Alaska's Joe Miller Wants to Abolish Federal Minimum Wage
GOP Senate Candidate Hopes to Scale Back Federal Government's Power
By JONATHAN KARL
Oct. 4, 2010
Alaska's Joe Miller now has the solid support of the Republican establishment, but in an exclusive interview with ABC News, he makes it clear he's determined to shake-up Washington and the Republican party -- in a big way.
"We aren't going there to play ball, we're going to make sure things get done," Miller said in wide-ranging interview with Politico's Mike Allen and me over lunch at the Capitol Hill restaurant, We The Pizza. Miller wants to roll back the power and size of the federal government to a degree not seen for 70 years or more.
We asked him, for example, if there should be a federally mandated minimum wage, something that has existed since Congress passed the Fair Labor Standards Act in 1938.
"That is clearly up to the states," Miller said. "The state of Alaska has a minimum wage which is higher than the federal level because our state leaders have made that determination. The minimum level again should be the state's decision."
So there should not be a federal minimum wage?
"There should not be," Miller answered. "That is not within the scope of the powers that are given to the federal government."
State Power Versus Federal Government
Running as a tea party insurgent, Miller defeated incumbent Senator Lisa Murkowski in a stunning upset to win the Republican nomination for Senate in Alaska.
A graduate of West Point and Yale University Law School, Miller wants to scale back the size and power of the federal government to the powers specifically listed in the Constitution.

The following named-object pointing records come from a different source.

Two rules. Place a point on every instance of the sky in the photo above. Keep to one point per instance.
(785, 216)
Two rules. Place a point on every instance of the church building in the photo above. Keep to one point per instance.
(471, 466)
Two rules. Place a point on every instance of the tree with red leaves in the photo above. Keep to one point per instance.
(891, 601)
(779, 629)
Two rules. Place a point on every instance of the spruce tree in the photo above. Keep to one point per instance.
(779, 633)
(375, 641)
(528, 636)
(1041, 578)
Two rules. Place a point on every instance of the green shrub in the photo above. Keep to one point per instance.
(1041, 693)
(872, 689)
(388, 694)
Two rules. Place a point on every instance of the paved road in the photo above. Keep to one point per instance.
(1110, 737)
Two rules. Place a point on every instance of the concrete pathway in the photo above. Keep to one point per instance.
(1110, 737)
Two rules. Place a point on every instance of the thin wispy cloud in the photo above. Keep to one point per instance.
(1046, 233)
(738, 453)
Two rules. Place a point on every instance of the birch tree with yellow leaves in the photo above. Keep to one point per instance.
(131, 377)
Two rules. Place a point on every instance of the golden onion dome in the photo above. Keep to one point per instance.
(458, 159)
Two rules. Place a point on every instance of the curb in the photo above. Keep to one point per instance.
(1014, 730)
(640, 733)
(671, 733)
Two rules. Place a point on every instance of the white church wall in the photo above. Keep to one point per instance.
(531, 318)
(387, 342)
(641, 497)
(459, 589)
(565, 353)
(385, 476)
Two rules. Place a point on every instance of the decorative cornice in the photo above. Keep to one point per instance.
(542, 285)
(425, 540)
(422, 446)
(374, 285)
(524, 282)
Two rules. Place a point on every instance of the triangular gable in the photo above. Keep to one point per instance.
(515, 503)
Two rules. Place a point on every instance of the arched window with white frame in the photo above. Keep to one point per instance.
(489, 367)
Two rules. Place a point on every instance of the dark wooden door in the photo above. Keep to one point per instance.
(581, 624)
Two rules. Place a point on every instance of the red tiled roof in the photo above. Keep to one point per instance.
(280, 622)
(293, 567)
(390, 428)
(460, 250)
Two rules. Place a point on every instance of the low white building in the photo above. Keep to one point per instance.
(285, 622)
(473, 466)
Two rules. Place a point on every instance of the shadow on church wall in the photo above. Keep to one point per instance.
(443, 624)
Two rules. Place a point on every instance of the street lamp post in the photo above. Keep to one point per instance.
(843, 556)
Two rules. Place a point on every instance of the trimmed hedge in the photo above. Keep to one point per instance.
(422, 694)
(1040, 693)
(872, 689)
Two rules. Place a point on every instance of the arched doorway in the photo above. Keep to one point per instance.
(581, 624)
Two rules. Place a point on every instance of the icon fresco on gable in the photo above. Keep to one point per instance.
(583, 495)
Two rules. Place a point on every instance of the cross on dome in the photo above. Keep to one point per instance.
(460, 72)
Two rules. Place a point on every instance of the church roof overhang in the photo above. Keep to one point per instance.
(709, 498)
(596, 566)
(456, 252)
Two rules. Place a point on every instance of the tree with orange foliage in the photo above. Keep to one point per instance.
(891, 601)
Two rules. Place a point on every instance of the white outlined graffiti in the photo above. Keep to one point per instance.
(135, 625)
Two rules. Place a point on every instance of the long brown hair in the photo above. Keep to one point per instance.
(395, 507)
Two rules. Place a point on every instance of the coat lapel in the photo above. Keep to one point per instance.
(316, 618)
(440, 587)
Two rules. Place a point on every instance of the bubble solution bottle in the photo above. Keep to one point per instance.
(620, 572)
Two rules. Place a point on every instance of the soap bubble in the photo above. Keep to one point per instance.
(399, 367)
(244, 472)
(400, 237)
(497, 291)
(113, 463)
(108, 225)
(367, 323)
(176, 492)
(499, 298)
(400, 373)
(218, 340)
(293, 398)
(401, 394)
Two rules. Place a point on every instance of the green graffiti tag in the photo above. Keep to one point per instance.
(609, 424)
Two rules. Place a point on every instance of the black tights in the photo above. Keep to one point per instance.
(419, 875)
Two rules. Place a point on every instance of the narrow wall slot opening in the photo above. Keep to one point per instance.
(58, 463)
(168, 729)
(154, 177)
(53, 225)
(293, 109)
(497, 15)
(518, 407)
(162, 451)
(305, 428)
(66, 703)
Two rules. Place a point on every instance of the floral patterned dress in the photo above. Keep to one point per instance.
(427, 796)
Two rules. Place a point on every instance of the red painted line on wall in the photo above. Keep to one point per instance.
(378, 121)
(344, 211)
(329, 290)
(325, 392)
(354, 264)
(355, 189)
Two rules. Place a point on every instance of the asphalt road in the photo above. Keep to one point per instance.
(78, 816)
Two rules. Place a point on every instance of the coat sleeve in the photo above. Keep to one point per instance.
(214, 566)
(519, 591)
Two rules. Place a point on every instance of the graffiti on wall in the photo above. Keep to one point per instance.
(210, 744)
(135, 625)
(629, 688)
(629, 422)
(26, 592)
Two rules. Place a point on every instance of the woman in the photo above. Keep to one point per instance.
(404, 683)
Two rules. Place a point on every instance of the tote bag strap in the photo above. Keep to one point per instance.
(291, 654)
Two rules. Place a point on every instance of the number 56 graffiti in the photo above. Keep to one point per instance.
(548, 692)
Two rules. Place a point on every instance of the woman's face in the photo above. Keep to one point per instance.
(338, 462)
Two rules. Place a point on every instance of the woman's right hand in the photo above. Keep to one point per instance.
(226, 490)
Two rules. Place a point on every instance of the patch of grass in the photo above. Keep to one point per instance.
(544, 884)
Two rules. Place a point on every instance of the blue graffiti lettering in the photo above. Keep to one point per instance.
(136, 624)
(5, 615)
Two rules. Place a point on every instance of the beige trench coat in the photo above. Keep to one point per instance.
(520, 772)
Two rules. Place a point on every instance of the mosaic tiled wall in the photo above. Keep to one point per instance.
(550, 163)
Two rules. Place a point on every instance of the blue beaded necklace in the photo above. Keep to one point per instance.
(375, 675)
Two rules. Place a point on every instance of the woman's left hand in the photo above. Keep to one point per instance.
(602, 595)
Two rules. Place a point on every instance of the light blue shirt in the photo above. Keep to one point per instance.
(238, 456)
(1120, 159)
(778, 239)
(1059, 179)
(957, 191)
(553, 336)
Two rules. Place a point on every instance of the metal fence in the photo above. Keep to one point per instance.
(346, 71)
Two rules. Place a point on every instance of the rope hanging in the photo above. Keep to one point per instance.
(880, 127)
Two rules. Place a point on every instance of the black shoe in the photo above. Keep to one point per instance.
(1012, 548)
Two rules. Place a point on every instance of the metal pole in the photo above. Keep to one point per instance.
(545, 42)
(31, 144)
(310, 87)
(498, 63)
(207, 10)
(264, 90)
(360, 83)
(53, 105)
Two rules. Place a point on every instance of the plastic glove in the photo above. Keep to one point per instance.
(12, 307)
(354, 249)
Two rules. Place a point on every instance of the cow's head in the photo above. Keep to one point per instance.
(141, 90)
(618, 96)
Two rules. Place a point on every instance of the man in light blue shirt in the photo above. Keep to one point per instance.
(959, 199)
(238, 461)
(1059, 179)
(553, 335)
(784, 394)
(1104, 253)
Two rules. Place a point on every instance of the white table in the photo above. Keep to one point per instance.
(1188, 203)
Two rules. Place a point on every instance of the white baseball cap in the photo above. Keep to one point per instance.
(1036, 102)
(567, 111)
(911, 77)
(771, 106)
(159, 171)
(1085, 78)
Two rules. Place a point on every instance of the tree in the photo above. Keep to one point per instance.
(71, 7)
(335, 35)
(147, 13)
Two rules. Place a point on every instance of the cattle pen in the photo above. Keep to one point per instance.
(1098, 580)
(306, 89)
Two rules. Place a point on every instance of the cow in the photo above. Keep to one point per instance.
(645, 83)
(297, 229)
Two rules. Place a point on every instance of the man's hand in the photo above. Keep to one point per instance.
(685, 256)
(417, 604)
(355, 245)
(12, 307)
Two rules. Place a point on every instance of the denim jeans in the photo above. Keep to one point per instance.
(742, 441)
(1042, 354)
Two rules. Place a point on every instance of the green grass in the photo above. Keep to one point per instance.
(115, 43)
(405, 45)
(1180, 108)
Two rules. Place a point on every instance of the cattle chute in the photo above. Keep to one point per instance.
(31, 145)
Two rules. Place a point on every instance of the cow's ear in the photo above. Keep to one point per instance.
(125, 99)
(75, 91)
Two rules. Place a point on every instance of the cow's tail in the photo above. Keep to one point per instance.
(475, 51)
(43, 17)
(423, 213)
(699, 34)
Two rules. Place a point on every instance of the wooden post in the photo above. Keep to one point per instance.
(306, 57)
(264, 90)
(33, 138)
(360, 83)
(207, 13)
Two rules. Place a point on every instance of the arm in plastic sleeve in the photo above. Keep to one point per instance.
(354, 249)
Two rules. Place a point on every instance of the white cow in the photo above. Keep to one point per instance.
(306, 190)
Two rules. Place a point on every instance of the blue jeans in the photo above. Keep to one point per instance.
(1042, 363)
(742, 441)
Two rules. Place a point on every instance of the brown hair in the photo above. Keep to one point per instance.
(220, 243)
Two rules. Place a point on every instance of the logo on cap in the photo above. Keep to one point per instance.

"What I'd recommend that you do is go to the Constitution and look at the enumerated powers because what we have is something that we call the 10th amendment that says, look if it's not there if it's not enumerated, then it's delegated to the states," Miller said. "Everything that's not there is reserved to the states and the people."
Miller stood by his previous statement that federal unemployment insurance is also not authorized by the Constitution and that the decision on whether or not to provide unemployment benefits should be up to the states, as should virtually all federal regulations that don't relate to interstate commerce.
"It still makes far more sense to have those kinds of decisions made at the level closest to the people, where there is more accountability, less inefficiency, where there is more understanding of where the people ought to be and what the state role of government is," Miller said. "If you like big government, move to Massachusetts."
Miller is now locked in a three-way race against Democrat Scott McAdams and Murkowski, who is running as a write-in candidate.
Miller, 43, and his wife Kathleen have eight kids, ages 7 to 21. If he wins, he and his wife plan to move to Washington with the six kids who still live at home.
"We are moving here, yes," Miller told us.
But don't call him a Washingtonian.
"No we're still Alaskans," he said. "I can guarantee you that we're gonna spend most of our time in Alaska that we can outside of the duties that we have here."